Andrée Boriilo demande avec beaucoup de raison pourquoi on parle de proposition interrogative dans un cas comme celui-ci: // surveille si tout le monde paye à Ventrée. Elle se demande s'il n'y a pas moyen de rattacher les subordonnées de ce type à autre chose qu'à l'interrogation directe. Sa réponse, sans convaincre tout à fait, est intéressante.

Trois des études descriptives concernent les prépositions. Il est significatif que les grammairiens empiristes se jettent sur les prépositions: c'est là un terrain qui est mûr pour qu'on le déblaye, mais certainement pas pour qu'on essaye d'y échafauder de grandes constructions intellectuelles. Anne-Marie Dessaux fait une étude modèle du classement de certaines des acceptions de par. Christian Ledere classe différents emplois du datif, et Maurice Gross examine les syntagmes prépositionnels, hautement intéressants du point de vue théorique, que les tests désignent aussi bien comme adnominaux que comme adverbaux: Max a commis une agression contre Luc. On a, dans ces cas, deux analyses possibles, sans qu'il y ait ambiguïté, ce qui est gênant pour la théorie transformationnelle.

Il me semble qu'au nom même de l'empirisme, on peut faire une critique de certaines des études présentées: pourquoi les auteurs n'utilisent-ils comme témoignage de l'usage français que leur propre compétence linguistique? On a tellement critiqué le culte structuraliste des corpus de textes qu'on en a oublié que l'idée d'observer l'usage chez un grand nombre d'auteurs n'était pas mauvaise en soi.

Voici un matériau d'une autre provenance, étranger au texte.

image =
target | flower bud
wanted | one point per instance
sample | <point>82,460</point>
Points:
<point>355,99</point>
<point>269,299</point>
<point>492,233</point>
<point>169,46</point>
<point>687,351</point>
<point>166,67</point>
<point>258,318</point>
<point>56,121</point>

Je ne veux pas parler des avantages esthétiques des exemples choisis par les grammairiens d'autrefois, bien que des phrases comme Trois roses ont fleuri par parc (p. 56) puissent faire regretter le bon vieux temps. L'emploi exclusif de l'introspection, et même l'emploi exclusif d'un petit groupe d'informateurs, relève de l'idéalisme, comme le fait remarquer d'ailleurs Joëlle Tamine dans son étude. Même avec une technique tout à fait au point pour pétrir les phrases, le grammairien laissera échapper certaines combinaisons qui s'opèrent réellement, s'il n'observe pas systématiquement l'usage d'un assez grand nombre de personnes. Dans son article sur l'emploi de par devant un nom temporel, Anne-Marie Dessaux constate que le pluriel est exclu dans les constructions du type Luc est venu par un beau matin d'été, ce qui est certainement vrai pour l'exemple cité; mais si elle s'était constitué un fichier d'exemples de par au sens temporel, elle ne se serait pas exposée à oublier des tournures tout à fait courantes qui, selon les critères employés, seraient à classer avec l'exemple cité, mais qui admettent pourtant le pluriel.

Il me reste à remercier Jean-Claude Chevalier et Maurice Gross pour les mots si aimables de l'introduction sur l'étude du français en Scandinavie.